Today’s longer story is the one that Johnstone told about wanting to teach himself to draw the human face. He read someone that said if you want to learn to draw the human figure, you should draw it 5,000 times. The more faces you draw, the faster you can learn to draw. 4,999 failures lead to a success. He also said that at his age he feels it might take 15 or 20,000. So, he said that he is up to about 400 attempts to draw Dylan Thomas’ face from a photograph. His first wasn’t too bad, but his second was terrible. Each time he has a successful drawing, the next 30 or so are bad and then get better.
To get better quickly, fail quickly. Just keep going.
It can be fun to bore the audience for a bit.
To make a successful show, know what you just saw and do something else.
There are no good ideas or bad ideas in the abstract; they are just good or bad in context.
Oh, and cukebrian, you missed his comments about Star Trek and Star Wars.
In any form of entertainment, the audience doesn’t mind watching someone walk down a street, but they are waiting for that person to meet someone. Anytime a person is alone, people are waiting for that person to meet another person.
Improvisers should move.
Open your eyes wide when you walk on stage. This will cause the audience to open their eyes wider and put them in a more positive and accepting mood.
“I like variety, not consistency.”
We go on stage to make relationships, not to make people laugh.
The stage is a place of danger as much as skiing or hang gliding are dangerous. If you decide to improvise, take risks. It is of little value if you don’t.

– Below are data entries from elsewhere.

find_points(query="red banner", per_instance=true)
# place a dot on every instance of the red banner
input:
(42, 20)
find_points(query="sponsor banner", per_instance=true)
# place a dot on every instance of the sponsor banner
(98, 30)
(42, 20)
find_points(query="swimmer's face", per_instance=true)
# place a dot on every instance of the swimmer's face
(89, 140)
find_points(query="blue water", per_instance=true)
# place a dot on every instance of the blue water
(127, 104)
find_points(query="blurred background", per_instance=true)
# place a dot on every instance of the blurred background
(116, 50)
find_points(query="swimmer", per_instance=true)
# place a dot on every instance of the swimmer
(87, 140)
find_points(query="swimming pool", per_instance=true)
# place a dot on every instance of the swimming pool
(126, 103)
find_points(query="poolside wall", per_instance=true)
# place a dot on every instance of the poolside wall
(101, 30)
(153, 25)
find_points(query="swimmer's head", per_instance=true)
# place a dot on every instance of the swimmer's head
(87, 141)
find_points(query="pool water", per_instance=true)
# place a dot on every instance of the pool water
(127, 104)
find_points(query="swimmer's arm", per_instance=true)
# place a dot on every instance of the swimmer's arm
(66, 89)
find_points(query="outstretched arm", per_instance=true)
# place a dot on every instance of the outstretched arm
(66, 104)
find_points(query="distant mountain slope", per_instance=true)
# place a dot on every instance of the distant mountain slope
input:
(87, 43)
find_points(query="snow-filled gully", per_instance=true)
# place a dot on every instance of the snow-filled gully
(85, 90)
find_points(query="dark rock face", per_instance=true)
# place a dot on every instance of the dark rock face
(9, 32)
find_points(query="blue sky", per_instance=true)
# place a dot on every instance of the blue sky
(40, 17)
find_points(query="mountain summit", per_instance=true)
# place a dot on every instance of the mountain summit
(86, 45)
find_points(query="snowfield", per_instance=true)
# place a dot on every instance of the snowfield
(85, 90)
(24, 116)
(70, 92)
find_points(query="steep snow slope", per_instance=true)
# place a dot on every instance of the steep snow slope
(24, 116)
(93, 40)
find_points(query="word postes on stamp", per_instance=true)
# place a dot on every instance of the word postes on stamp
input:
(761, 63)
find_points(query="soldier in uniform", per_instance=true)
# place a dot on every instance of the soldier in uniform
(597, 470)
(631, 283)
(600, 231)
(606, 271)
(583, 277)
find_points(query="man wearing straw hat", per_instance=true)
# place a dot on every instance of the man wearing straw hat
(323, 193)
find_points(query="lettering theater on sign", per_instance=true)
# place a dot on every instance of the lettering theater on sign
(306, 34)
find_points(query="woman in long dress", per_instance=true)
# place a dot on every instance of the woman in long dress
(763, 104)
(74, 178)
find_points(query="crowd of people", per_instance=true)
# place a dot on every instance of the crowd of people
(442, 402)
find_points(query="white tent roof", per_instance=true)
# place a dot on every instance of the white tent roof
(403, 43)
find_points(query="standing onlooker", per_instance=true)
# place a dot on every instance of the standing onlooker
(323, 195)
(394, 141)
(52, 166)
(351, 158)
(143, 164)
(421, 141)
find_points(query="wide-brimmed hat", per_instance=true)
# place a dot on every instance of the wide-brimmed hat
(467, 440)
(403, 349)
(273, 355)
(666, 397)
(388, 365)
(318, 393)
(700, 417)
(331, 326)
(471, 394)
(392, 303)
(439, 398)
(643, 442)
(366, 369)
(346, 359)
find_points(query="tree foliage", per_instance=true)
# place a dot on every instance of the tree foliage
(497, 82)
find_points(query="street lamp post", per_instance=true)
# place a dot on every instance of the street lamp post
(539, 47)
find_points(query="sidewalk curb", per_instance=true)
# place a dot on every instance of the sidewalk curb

We have been taught to laugh before other people if we do something embarrassing to prove that we know we made a mistake. Unnecessary. Just stop caring if you make a mistake.
If you are always onstage looking for a better idea, you are improvising badly.
Scared people try to outsmart the audience. Not a good idea. The audience is always right!
Bore the audience to gain power. If you stay perfectly still for four minutes and then say something, what you say has huge power.
The rule of “Don’t ask questions” is just a crutch for beginners.
If you are a bad improviser, go onstage to help out and make the other improvisers look good. If you work hard at that, you will eventually be one of the good improvisers.
Sometimes getting brain damage releases an unknown talent. If the censor part of the brain is gone, all the interesting parts of the brain are free to come out.
There is a lot of room for bad actors. Where would we be without William Shatner as Captain Kirk? I wouldn't want to see Olivier as Kirk, he would be terrible. Not every part requires acting anyway. Some parts are just nothing. If you are Obi Wan Kenobi you get lots of money and do fuck all. The world doesn’t need only great actors and all parts don't require great, or any, acting.
Change is what the audience remembers the next day. They may have a good time, but if there are no changes in the characters they will not remember it. It is just light entertainment and isn’t there enough of that?
I used to read plays for a living. I read thousands where I crossed out every page as I looked for a single change in any character. Let your characters change one another! That is story.
If you are mirroring activity, you are just working together to keep things from happening.
The audience comes to improv for a display of courage.
If you bring your social self to the stage, you have to think of things to say. Be different on stage. Let go. Be fearless.
Discussion of scenes after a show is poisonous and a waste of time. Just let everyone give their opinion so that people know how everyone feels.
Improvisers need to be actors, comedians, and storytellers.